Communiqué du 11 février 2022
Blanquer, zélé serviteur de la Cour des Comptes
Le pas de deux de Blanquer et de la Cour des Comptes, complices pour en finir avec le cadre national et républicain de l’école.
Fin 2021, la Cour des Comptes a publié coup sur coup un rapport sur la gestion des absences des enseignants prétendant « garantir la continuité pédagogique », et une note sur l’enseignement scolaire préconisant « une école plus efficacement organisée au service des élèves ».
Après avoir inspiré, par des rapports antérieurs, l’alourdissement de nos obligations de service (décret du 20 août 2014), ou encore la réforme du baccalauréat, la Cour des Comptes entend désormais définir les prochaines « réformes » pour aller encore plus loin dans la remise en cause des statuts et de l’instruction. Le moins que l’on puisse dire est que ses préconisations sont Blanquer-compatibles.

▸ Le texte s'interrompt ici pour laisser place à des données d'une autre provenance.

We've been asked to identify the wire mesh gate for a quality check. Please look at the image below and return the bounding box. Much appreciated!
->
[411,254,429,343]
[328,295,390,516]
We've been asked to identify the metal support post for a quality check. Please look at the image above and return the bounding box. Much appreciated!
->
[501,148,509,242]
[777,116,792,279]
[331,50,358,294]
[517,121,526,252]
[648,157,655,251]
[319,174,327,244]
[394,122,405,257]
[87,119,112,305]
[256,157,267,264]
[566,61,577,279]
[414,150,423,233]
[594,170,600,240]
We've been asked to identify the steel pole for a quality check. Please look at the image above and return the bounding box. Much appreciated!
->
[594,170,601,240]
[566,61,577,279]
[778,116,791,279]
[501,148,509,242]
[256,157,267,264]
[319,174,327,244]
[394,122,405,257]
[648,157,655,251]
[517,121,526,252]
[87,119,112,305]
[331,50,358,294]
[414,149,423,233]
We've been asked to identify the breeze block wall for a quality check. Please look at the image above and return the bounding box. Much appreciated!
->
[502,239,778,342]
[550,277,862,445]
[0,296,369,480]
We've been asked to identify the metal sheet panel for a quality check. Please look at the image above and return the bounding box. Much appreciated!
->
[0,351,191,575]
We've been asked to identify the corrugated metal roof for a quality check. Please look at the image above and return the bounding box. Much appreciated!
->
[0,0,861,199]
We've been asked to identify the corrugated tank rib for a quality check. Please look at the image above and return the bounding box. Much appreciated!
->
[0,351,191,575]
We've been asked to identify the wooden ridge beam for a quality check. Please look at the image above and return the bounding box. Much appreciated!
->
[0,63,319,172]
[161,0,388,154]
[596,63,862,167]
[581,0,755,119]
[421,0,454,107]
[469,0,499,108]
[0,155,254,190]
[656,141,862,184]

ON PEUT DISCUTER DE TOUT, SAUF DES CHIFFRES… MAIS L’IMPORTANT EST CE QU’ON VEUT LEUR FAIRE DIRE
La publication, le 2 décembre, du rapport sur le non-remplacement des professeurs absents, a aussitôt donné lieu à de nombreux articles et commentaires dans la presse, sur les 10% d’heures de cours non assurées (selon la Cour des Comptes) et le coût des absences estimé dans le premier et le second degrés à 4 milliards d’euros.

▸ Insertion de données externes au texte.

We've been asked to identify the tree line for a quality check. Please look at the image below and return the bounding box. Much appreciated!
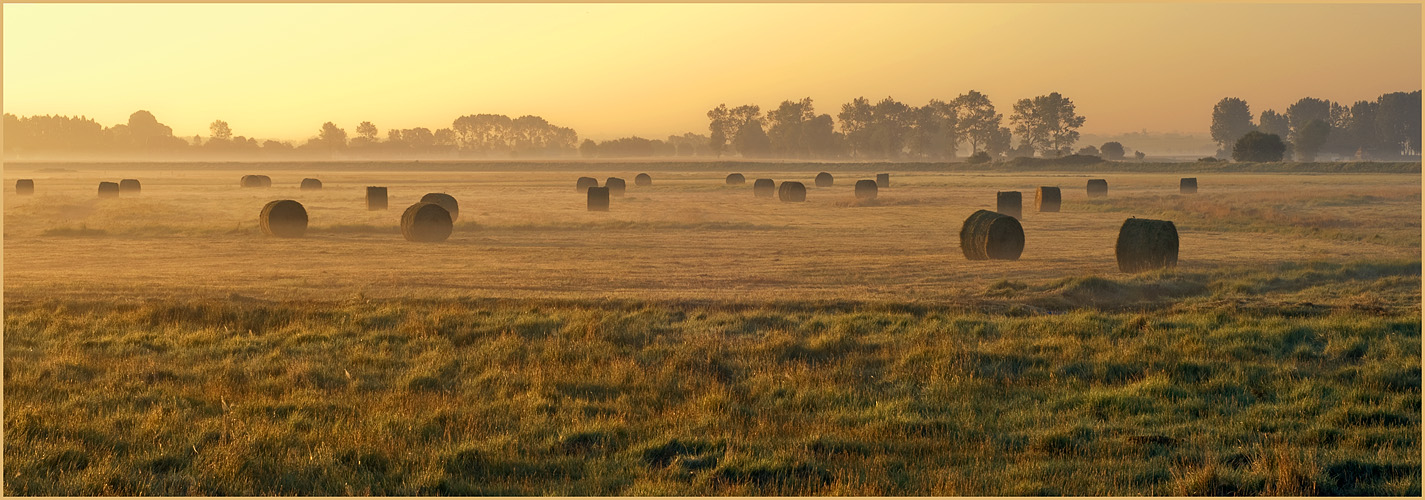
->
[1210,90,1421,161]
[3,111,580,159]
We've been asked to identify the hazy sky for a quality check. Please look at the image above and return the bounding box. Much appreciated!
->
[4,3,1420,142]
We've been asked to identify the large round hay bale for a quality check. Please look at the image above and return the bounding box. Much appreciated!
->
[98,181,120,198]
[15,179,34,195]
[576,176,599,192]
[300,178,323,190]
[1180,178,1198,194]
[1087,179,1108,198]
[778,181,806,202]
[119,179,141,194]
[996,191,1022,219]
[420,193,460,222]
[959,209,1024,260]
[855,179,878,200]
[588,186,610,211]
[1115,218,1178,273]
[259,200,308,238]
[753,178,775,198]
[401,202,453,242]
[815,172,834,187]
[1035,187,1061,212]
[726,173,745,185]
[635,173,652,186]
[605,177,626,196]
[876,173,890,188]
[240,175,271,188]
[366,186,388,211]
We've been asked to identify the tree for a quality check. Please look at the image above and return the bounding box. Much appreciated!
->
[318,122,348,150]
[1258,109,1291,141]
[1346,100,1380,155]
[986,127,1013,158]
[1232,131,1286,162]
[1209,98,1254,157]
[356,121,378,142]
[1375,90,1422,157]
[1285,97,1331,146]
[1010,93,1085,157]
[209,120,233,141]
[837,97,875,158]
[909,100,958,160]
[1293,119,1330,161]
[1100,141,1125,160]
[951,90,1003,155]
[1077,145,1100,156]
[733,121,772,158]
[579,139,598,158]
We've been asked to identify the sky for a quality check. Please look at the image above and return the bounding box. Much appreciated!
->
[3,3,1421,142]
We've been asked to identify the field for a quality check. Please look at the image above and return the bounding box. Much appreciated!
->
[4,161,1421,495]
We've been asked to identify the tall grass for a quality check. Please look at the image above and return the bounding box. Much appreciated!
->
[5,265,1419,495]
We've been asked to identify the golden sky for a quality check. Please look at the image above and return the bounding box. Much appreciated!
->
[3,3,1420,142]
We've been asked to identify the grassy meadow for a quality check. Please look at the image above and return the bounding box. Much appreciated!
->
[3,160,1421,495]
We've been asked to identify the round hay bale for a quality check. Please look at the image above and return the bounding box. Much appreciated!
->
[753,178,775,198]
[726,173,745,185]
[15,179,34,195]
[420,193,460,222]
[241,175,271,188]
[778,181,806,202]
[1035,187,1061,212]
[1087,179,1108,198]
[1180,178,1198,194]
[576,176,599,192]
[300,178,323,190]
[959,209,1024,260]
[635,173,652,186]
[815,172,834,187]
[98,181,120,198]
[876,173,890,188]
[1115,218,1178,273]
[996,191,1022,219]
[605,177,626,196]
[119,179,141,194]
[259,199,308,238]
[401,202,453,242]
[366,186,388,211]
[587,186,610,211]
[854,179,878,200]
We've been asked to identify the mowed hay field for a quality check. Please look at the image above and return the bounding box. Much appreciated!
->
[4,162,1422,496]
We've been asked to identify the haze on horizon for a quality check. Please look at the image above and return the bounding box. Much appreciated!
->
[3,3,1420,143]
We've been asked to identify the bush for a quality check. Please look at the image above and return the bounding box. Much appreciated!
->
[1232,131,1287,162]
[1100,142,1125,160]
[967,151,992,164]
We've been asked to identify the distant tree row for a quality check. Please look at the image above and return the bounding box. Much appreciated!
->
[1210,91,1421,161]
[700,92,1086,160]
[3,111,579,159]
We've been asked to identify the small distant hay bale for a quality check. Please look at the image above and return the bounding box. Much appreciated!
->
[635,173,652,186]
[1087,179,1108,198]
[401,202,453,242]
[854,179,878,200]
[259,200,308,238]
[1115,218,1178,273]
[726,173,745,185]
[1180,178,1198,194]
[959,209,1024,261]
[15,179,34,195]
[367,187,388,211]
[778,181,806,202]
[587,186,610,211]
[300,178,323,190]
[815,172,834,187]
[98,182,120,198]
[876,173,890,188]
[996,191,1022,219]
[605,177,626,196]
[119,179,141,194]
[753,178,775,198]
[241,175,271,188]
[420,192,460,222]
[576,176,599,192]
[1035,187,1061,212]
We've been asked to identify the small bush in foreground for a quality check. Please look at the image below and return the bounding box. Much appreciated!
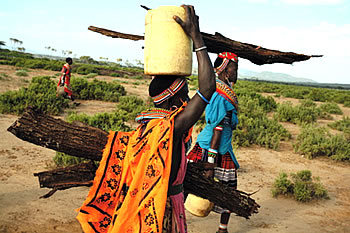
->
[272,170,329,202]
[344,101,350,107]
[293,124,350,161]
[328,117,350,135]
[275,101,319,124]
[117,96,152,120]
[15,70,28,76]
[0,76,69,115]
[319,102,343,115]
[71,77,126,102]
[83,73,98,79]
[53,152,88,167]
[232,95,291,150]
[0,73,10,80]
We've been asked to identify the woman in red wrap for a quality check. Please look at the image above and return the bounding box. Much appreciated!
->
[57,57,74,100]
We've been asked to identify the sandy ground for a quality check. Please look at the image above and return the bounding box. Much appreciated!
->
[0,65,350,233]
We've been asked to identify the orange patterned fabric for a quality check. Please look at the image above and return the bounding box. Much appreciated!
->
[77,106,185,233]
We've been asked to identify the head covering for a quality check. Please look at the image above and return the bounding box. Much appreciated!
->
[214,52,238,75]
[151,78,186,105]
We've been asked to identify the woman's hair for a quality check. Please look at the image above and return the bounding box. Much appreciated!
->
[66,57,73,63]
[213,56,224,68]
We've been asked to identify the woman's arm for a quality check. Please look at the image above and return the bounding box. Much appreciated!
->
[173,5,216,136]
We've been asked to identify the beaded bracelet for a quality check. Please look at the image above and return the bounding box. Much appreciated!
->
[214,125,223,131]
[208,149,217,164]
[208,148,218,154]
[195,46,207,52]
[196,90,210,104]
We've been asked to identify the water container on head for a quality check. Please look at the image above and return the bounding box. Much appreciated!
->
[144,6,193,76]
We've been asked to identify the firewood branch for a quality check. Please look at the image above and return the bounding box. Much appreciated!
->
[8,107,260,219]
[88,25,322,65]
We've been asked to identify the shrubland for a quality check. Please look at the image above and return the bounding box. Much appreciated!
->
[293,124,350,161]
[271,170,329,202]
[0,76,126,115]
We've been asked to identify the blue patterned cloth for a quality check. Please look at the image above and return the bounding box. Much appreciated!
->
[196,91,239,168]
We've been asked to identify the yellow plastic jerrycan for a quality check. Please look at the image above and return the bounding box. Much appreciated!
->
[144,6,193,76]
[184,193,214,217]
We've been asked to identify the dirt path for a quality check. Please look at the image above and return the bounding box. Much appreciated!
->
[0,65,349,233]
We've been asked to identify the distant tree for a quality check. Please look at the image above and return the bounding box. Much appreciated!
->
[9,38,16,49]
[9,38,22,50]
[65,50,73,56]
[80,55,97,64]
[134,59,143,67]
[125,59,133,67]
[99,57,109,62]
[0,41,5,49]
[17,47,26,52]
[45,46,52,55]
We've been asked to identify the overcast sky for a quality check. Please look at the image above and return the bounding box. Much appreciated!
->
[1,0,349,84]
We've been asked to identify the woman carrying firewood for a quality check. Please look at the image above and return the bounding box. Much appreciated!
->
[187,52,239,233]
[77,5,216,233]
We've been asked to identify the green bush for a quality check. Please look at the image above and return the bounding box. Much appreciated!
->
[344,101,350,107]
[232,95,290,150]
[328,117,350,134]
[237,89,277,112]
[117,96,152,120]
[271,172,293,197]
[131,75,143,80]
[71,78,126,102]
[53,152,89,167]
[66,110,131,132]
[293,124,350,161]
[319,102,343,115]
[272,170,328,202]
[0,73,10,80]
[110,73,121,77]
[275,101,319,124]
[188,75,199,89]
[83,73,98,79]
[15,70,28,76]
[281,88,309,99]
[75,64,99,75]
[299,99,317,108]
[0,76,69,115]
[236,79,350,105]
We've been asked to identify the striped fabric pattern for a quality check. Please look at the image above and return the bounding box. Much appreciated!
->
[135,108,171,124]
[216,79,239,111]
[215,52,238,75]
[152,78,186,105]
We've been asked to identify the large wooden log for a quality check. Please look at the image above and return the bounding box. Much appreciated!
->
[33,161,259,218]
[8,108,260,219]
[88,25,322,65]
[33,161,97,198]
[7,107,107,161]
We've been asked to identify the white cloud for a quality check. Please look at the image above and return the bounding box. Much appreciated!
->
[281,0,344,5]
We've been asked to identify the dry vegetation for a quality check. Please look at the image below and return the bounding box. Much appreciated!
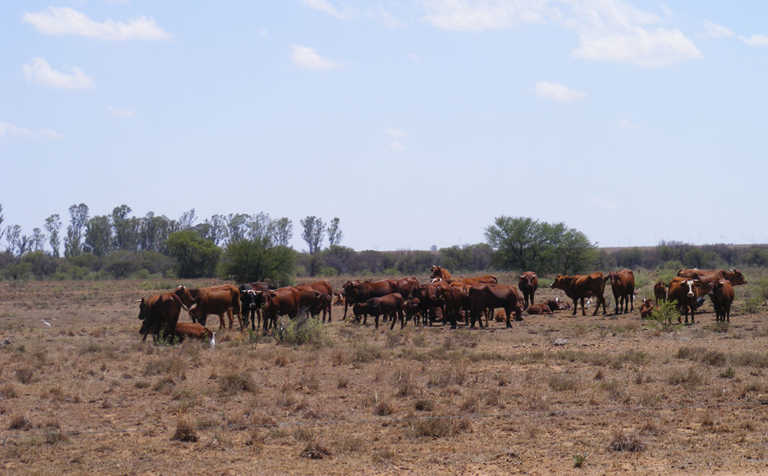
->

Mais qui est responsable du tarissement des recrutements, des services morcelés, des conditions insupportables imposées aux TZR et aux contractuels, ces derniers devant parfois dépenser plus que leur (maigre) salaire pour aller faire des suppléances aux quatre coins des académies ? C’est bien le ministre qui est responsable de la suppression des postes. Or, la Cour des Comptes n’en parle pas !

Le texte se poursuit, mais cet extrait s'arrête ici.